The first film in the series, Apparition (Ismaïl Bahri, 2019, Tunisia/France), is silent and shows us only a pair of hands holding up a photograph to a lightbox. This photograph is a snapshot from 1956, captured on Tunisia’s day of independence, but this is revealed to us only in pieces as we at first just see the glowing rectangle of the light. As a hand moves over the picture’s surface, the image and the writing on the back slowly appear, retracing the past and allowing it to emerge in the form of ghostly traces.

The theme of resurrecting a half-remembered past carries into the next film, A Revolt Without Images (Pilar Monsell, 2020, Spain), which pieces together the history of a female-led rebellion in Córdoba, 1652. “We don’t know the faces or the names of the women who led the revolt…” but Monsell turns to archaeological sites and women’s portraits in museums to try to catch glimpses of this invisible unpreserved event. Nearly silent, save for some sounds of tolling bells and hollow rings, this film is about erasure and the attempts at filling in the gaps. We see countless female faces in paintings and portraits but never learn much about them. Remembrance can be political; we must interrogate what images we have access to, how we reconstruct our histories, and what people or perspectives might be missing from what is preserved in museums or collective memory.

UNTITLED SEQUENCE OF GAPS, Vika Kirchenbauer

UNTITLED SEQUENCE OF GAPS (Vika Kirchenbauer, 2020, Germany) is a somewhat inscrutable assemblage of remains that combines disparate visuals from infrared to neon to negatives. These scattered pieces, accompanied by a mysterious voiceover about an unidentified girl and the violence women can endure, hint at the frazzled and fragmented headspace that can come in the aftermath of trauma. The film is difficult to pin down in terms of its message, but perhaps such haziness is exactly its objective. Infrared lies just beyond what humans can perceive, but even though it is invisible to us, it is still measurable. UNTITLED SEQUENCE seems to try to name the unnameable and bears witness to the invisible traces of violence left in the present.

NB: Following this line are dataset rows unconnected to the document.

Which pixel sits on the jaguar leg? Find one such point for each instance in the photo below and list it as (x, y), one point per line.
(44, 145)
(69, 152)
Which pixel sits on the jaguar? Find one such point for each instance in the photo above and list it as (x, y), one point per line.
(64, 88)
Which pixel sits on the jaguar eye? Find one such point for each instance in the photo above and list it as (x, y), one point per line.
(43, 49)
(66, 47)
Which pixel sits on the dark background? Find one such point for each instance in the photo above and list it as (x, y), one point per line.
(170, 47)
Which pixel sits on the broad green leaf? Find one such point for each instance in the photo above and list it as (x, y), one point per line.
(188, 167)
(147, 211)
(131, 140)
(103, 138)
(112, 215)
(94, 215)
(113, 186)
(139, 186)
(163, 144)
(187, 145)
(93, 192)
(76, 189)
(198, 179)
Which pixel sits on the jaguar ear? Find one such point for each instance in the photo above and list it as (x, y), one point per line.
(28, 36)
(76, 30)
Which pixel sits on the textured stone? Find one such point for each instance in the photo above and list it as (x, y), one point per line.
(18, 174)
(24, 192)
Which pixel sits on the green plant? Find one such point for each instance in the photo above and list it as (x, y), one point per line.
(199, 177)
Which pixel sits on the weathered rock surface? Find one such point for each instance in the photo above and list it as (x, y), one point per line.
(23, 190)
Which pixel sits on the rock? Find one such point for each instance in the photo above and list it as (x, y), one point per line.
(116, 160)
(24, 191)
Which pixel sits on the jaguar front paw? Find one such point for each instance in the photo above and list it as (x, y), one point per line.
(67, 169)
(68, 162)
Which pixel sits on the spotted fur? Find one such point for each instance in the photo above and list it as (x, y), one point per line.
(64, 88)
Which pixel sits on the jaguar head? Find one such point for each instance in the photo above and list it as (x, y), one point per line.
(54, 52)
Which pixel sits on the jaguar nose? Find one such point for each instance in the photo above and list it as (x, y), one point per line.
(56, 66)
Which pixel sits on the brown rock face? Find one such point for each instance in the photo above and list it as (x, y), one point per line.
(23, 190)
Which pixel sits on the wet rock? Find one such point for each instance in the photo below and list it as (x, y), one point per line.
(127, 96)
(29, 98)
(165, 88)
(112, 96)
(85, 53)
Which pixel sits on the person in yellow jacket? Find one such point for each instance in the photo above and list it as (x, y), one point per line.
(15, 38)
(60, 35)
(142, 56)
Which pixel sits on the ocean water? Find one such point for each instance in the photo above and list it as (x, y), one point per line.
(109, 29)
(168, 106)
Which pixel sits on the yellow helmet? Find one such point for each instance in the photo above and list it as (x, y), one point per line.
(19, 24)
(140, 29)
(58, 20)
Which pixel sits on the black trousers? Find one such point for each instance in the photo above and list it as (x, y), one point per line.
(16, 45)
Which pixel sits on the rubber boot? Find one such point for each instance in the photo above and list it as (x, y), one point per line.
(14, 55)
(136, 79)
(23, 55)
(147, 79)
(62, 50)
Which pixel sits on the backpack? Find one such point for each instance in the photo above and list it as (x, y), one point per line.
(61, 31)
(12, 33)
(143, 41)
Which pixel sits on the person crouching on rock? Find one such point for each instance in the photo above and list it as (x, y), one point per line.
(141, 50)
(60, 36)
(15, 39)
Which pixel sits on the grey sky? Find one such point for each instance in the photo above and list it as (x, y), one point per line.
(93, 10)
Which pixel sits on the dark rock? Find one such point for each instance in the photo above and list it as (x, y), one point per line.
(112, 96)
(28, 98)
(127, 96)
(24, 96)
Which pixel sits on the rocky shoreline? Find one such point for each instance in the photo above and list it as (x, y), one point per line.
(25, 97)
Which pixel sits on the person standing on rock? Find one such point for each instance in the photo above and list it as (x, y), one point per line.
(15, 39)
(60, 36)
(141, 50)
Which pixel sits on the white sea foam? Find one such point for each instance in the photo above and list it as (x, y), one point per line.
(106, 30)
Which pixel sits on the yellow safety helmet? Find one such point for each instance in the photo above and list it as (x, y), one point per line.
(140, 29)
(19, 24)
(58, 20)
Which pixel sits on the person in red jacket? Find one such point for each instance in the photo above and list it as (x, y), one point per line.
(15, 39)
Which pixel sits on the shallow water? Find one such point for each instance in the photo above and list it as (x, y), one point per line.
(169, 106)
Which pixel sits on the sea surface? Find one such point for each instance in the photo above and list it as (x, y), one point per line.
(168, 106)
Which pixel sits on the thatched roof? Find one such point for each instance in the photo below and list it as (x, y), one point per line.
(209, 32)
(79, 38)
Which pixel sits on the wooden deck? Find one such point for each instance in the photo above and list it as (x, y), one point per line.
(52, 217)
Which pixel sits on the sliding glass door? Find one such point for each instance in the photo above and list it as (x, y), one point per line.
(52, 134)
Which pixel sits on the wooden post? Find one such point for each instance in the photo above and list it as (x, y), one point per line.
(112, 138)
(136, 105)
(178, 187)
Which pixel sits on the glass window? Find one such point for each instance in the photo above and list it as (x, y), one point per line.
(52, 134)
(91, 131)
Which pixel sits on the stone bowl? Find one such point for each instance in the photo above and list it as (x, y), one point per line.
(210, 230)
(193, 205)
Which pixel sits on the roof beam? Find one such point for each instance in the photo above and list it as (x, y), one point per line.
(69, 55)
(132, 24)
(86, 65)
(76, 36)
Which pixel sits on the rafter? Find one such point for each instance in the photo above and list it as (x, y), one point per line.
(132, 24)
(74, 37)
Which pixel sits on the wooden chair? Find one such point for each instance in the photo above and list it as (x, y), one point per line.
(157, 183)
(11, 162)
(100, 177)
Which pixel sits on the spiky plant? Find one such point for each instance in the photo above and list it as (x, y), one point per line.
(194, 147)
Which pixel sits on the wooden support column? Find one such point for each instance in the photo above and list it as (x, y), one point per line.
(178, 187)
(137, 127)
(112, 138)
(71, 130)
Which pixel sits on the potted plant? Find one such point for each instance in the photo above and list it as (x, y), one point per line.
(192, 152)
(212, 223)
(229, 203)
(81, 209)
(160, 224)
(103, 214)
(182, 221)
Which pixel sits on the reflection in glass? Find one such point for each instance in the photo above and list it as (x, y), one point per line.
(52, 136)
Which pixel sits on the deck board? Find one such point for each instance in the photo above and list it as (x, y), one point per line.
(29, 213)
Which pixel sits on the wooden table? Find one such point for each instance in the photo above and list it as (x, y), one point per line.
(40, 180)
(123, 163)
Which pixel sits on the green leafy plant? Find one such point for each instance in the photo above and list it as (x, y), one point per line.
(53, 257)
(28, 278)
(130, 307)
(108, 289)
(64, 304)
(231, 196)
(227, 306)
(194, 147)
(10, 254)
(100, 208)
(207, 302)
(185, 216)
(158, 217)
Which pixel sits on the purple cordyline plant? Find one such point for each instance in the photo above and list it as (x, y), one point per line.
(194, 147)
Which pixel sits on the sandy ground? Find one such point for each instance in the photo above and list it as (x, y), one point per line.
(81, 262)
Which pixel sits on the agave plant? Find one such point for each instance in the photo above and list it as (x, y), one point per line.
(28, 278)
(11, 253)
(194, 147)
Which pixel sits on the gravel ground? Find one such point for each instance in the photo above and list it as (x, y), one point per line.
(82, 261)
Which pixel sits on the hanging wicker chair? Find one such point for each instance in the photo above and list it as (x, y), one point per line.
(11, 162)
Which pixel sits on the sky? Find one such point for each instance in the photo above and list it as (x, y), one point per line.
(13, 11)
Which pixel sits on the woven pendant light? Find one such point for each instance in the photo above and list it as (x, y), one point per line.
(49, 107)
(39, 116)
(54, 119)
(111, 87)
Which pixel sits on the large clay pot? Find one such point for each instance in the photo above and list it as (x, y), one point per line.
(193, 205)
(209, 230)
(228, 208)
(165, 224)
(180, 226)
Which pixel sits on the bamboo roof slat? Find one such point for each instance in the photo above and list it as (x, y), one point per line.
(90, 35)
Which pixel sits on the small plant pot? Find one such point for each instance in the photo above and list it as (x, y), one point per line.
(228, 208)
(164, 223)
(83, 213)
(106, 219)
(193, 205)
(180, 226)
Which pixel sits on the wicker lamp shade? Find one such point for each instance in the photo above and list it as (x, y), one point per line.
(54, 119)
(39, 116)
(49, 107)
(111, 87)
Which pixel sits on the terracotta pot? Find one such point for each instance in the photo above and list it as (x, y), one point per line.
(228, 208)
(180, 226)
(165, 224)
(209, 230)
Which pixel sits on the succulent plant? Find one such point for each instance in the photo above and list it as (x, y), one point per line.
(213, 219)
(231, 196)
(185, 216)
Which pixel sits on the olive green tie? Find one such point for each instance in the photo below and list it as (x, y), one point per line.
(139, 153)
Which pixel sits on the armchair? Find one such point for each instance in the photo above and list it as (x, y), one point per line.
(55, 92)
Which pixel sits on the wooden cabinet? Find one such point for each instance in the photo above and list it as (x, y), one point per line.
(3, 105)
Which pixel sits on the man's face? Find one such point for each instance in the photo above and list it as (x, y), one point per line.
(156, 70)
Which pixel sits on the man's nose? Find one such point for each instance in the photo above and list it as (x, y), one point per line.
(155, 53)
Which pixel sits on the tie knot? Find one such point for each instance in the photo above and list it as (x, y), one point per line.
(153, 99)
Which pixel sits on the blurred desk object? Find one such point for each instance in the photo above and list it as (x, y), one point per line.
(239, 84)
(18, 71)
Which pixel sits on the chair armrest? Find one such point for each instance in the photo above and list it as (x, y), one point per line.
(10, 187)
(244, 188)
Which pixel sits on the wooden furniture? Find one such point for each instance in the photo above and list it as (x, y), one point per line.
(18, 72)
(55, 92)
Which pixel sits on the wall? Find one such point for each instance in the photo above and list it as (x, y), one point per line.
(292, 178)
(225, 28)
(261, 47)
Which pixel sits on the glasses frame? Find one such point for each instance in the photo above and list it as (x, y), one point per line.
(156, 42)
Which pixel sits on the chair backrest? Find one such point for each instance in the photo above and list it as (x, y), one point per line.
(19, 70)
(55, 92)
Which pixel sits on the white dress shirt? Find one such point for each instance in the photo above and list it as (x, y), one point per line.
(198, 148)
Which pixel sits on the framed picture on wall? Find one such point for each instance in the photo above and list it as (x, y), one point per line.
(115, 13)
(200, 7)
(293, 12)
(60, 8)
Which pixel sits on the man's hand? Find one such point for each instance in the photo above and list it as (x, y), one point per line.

Mouadd el Salem carries on these nightmarish feelings and attempts to make sense of half-formed dreams in This Day Won’t Last (2020, Tunisia/Belgium). This video diary/personal essay places the filmmaker in a liminal space as he examines the uncertain and precarious future for queer people in the aftermath of the Tunisian Revolution. Whereas some of the preceding films were more impersonal, about all the faceless identities effaced from the stories we tell, here the filmmaker places himself at the center.

This Day Won’t Last, Mouadd el Salem

Hidden (Jafae Panachi, 2020, France) is perhaps the least abstract of the films. Following Panahi, his daughter, and her theater-producer friend as they visit a singer in a remote Kurdish village, it tells the story of how the singer’s traditional family does not want her to perform publicly — her literal and metaphorical voice cannot be kept hidden for long. This film lacks the poeticism of some of the other shorts but takes us on a hyperrealist and personal journey toward revealing true beauty in the world.

Taken as a whole, the “Remains to Be Seen” program lives up to its title by digging up the half-buried past and asking us to bear witness to what has been rendered hidden. Some of the shorts are more overt in making their points, but at times the most subtle ghosts, like Apparition’s wordless materializations of images, are the most haunting. The series prompts each filmmaker and viewer to consider their own role in constructing history and creating memory for themselves and future generations — bringing into the light all those pieces of political or personal history that we may try to forget, but will not rest quietly. In doing so, they open our eyes to new stories, and force us to acknowledge and interact with our society’s ghosts; but they also remind us just how much more remains to be seen.